Designated persons should adopt a risk based approach when carrying out its obligations under the Act.
Ireland is subject to monitoring by FATF of its international obligations concerning AML and CFT through mutual evaluation reviews. The next review of Ireland’s compliance with the FATF Recommendations is due to take place in 2016. See more about FATF and Ireland.
Anti-Money Laundering Explained
What is Money Laundering?
Money laundering is the process by which the proceeds of crime are ‘washed’ through the financial system in an effort to disguise their illegal origin. Money laundering involves:
- an underlying, profit-making crime (e.g. tax evasion, fraud, theft, organised crime, drug trafficking, embezzlement);
- an act to conceal, transfer or convert the proceeds of crime; and
- the person involved knows or ought to have known that the property is the proceeds of crime.
Why are Anti Money Laundering laws important?
Money laundering diverts resources away from economically and socially productive uses and can negatively affect a country’s financial system by undermining its stability. Weak anti money laundering (AML) controls will also have reputational consequences for a country’s financial system.
It is important that a country is seen as having robust AML regulatory framework with financial firms effectively implementing AML systems and controls as it dissuades criminals from targeting that financial system.
In order to combat money laundering, Irish and European law requires financial firms to ensure that they have information about their customers and to develop and maintain AML policies and procedures. This is to ensure that financial firms know who their customers are and what the nature of the business relationship is over the lifetime of that relationship. This will help prevent legitimate accounts from being used by anyone but the legitimate account holder and help prevent criminals setting up anonymous accounts to launder criminal proceeds.
It is important that Ireland, as a small, open economy with a thriving financial services industry, is an active participant in preventing its financial system from being used for money laundering.
Why must customer identification documentation be provided and kept up to date?
A financial services firm is obliged by law to seek identification and verification information from a customer when opening an account. This information is required to prevent money launderers from using the financial system to launder their ill-gotten gains and from compromising the customer’s account. By disclosing basic identification information and keeping this information up to date, a customer helps to ensure that his or her account is secure. By seeking customer information and keeping the information up to date, financial firms are ensuring that proper AML controls are in place and are preventing the Irish financial system from being used for money laundering.

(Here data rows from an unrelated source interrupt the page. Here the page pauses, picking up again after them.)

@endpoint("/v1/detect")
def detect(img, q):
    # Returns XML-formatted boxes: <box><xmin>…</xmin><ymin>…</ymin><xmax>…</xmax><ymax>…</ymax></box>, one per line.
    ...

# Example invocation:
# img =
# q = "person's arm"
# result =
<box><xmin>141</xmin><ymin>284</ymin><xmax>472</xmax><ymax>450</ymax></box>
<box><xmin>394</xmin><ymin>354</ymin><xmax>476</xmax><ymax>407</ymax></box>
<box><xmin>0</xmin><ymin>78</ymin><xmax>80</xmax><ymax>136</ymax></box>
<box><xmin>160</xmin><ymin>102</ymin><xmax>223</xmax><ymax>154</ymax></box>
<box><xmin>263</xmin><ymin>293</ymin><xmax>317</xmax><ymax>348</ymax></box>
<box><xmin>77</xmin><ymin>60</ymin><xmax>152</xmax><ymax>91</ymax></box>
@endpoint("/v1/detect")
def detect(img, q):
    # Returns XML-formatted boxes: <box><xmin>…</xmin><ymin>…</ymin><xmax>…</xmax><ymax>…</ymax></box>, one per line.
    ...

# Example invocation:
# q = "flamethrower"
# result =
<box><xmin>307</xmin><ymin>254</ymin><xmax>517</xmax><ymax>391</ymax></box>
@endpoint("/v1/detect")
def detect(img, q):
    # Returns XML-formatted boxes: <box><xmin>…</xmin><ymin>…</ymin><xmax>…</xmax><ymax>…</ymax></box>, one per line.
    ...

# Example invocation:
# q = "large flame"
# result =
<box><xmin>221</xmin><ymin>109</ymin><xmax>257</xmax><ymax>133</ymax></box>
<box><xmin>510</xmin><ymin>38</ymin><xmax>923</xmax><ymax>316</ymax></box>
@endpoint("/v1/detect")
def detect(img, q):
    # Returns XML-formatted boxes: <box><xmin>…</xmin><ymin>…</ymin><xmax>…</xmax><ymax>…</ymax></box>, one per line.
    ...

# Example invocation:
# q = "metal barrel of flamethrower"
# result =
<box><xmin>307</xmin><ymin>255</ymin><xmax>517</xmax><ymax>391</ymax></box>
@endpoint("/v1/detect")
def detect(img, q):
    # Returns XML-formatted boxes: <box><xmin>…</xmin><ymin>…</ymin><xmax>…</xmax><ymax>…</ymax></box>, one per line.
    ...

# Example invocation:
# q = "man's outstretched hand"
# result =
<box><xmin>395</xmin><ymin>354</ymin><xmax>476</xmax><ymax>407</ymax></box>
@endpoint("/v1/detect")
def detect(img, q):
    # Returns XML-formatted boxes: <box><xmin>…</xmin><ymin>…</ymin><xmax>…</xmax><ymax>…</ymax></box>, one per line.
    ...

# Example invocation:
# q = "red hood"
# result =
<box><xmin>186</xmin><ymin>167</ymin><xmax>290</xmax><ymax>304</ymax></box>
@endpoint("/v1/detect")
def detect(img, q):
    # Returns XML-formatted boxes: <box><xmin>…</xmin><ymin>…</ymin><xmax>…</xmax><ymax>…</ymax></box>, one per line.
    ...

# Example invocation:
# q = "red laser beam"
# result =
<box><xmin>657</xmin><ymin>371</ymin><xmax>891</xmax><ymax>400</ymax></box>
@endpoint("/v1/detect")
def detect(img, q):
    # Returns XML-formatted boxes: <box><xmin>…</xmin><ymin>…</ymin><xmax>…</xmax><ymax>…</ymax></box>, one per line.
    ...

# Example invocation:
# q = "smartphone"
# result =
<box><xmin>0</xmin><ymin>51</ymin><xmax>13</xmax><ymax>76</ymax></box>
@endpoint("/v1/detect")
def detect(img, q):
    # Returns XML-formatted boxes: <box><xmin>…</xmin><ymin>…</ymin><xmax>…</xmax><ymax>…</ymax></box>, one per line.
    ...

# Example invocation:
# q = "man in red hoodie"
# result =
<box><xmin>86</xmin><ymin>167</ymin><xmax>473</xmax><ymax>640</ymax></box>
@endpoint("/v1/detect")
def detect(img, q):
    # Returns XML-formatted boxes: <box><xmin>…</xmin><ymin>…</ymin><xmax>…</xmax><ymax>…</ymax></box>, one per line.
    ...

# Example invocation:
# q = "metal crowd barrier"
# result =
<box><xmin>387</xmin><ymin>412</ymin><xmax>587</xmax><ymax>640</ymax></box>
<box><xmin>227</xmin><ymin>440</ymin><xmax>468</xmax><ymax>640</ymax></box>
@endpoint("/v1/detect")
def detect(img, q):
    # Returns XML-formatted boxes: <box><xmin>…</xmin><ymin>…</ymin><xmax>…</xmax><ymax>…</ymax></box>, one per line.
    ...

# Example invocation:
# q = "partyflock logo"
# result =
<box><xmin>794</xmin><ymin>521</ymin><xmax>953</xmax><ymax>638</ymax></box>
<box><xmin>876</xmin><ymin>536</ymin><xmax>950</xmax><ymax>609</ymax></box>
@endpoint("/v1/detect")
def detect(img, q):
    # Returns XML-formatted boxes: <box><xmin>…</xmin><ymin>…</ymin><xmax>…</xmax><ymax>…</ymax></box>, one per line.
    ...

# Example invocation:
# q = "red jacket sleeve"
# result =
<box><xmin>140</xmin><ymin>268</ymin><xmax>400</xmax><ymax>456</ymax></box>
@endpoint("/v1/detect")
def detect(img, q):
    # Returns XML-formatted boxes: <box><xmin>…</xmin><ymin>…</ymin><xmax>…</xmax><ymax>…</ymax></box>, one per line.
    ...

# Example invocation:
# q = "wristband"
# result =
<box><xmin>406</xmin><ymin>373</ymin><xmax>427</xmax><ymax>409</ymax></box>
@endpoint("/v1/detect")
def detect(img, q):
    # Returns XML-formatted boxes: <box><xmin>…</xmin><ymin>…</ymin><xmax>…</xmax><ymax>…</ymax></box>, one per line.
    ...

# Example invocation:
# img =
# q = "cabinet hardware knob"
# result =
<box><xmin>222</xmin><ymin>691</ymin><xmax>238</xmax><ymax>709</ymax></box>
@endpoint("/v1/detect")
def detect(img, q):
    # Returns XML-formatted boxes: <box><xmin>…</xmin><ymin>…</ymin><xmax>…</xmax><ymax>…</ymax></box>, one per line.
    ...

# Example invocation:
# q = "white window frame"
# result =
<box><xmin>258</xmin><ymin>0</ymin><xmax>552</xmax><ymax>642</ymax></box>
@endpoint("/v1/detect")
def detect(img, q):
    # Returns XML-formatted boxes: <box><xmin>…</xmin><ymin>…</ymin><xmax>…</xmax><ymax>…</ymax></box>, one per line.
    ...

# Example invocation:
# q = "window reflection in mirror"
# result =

Anonymous accounts or those with limited and/or outdated information allow money launderers to operate undetected in the financial system and exploit this weakness to turn their criminal proceeds into legitimate funds. If a customer does not disclose relevant information required by law, a financial firm is obliged under the AML laws to cease providing services to that customer and may ultimately have to discontinue the business relationship. Customers need to be aware of this as it may prevent accounts being used for everyday transactions such as receipt of payments (e.g. salaries, social welfare).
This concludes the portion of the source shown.